He laughed, a quiet, happy sound that made her feel like floating. "In your tea."

His laughter was contagious. "Oh," she giggled. "It does not matter to me, such things as cream and sugar and salt and pepper. I have no taste."

His smile died. Very slowly, he placed his teacup on the frilly piecrust table beside the settee and reached inside his coat pocket for a small book. Pulling the thin, leather-bound volume from his pocket, he slipped his spectacles on. "What do you mean you have no taste?" She tried to marshal the words necessary to make her point. Finally she saw the salt shaker on the tray beside the watercress sandwiches. Grabbing it, she tilted her head back and poured a huge amount of the granules on her tongue. Then she swallowed and smiled at him. "No taste."

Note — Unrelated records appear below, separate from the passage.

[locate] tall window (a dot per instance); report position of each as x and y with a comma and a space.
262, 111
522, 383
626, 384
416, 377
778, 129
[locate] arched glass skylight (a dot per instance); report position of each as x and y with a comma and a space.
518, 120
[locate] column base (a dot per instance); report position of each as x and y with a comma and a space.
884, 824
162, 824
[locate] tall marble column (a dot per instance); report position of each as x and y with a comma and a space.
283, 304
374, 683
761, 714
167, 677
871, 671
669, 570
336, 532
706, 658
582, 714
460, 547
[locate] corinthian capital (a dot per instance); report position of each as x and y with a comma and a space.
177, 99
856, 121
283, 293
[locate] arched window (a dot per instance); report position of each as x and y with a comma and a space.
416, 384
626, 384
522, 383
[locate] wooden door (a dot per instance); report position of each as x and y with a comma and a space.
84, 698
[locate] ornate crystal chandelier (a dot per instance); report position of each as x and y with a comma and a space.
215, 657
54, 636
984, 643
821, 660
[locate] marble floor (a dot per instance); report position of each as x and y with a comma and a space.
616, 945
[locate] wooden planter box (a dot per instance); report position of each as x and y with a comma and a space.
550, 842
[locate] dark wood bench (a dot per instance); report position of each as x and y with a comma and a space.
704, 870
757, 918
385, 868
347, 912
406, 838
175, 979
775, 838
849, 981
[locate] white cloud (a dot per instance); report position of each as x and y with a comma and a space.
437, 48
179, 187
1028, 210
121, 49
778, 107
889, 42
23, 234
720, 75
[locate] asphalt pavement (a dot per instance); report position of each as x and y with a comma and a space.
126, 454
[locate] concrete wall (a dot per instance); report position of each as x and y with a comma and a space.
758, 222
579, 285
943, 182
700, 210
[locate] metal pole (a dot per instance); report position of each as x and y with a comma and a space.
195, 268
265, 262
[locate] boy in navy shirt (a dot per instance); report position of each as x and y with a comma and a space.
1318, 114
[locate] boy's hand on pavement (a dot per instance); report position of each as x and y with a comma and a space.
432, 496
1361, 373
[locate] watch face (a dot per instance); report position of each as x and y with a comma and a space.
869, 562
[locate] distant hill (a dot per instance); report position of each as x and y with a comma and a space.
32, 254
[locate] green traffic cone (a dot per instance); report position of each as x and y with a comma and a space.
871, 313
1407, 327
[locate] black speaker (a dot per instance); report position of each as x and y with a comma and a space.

His eyes lit up. "You can't taste anything?"

"Nothing."

"How did you first notice this?"

"When I ate."

He smiled. "Let me rephrase that. How did you come to understand that you were different than other people?"

"Johann caught me drinking seawater."

He wrote furiously for several moments, then looked up again, an expectant light in his eyes. "And what about memories? Have you gotten any of them back?"

"No."

He frowned. His gaze burned into her with an intensity that made her vaguely uncomfortable. Then he started writing again. The quiet scratching of his pen on the paper seemed suddenly too loud. She started to shift her weight on the cushion, then froze. Don't fidget.

"You don't remember your name?"

159

"No, but I do not think-"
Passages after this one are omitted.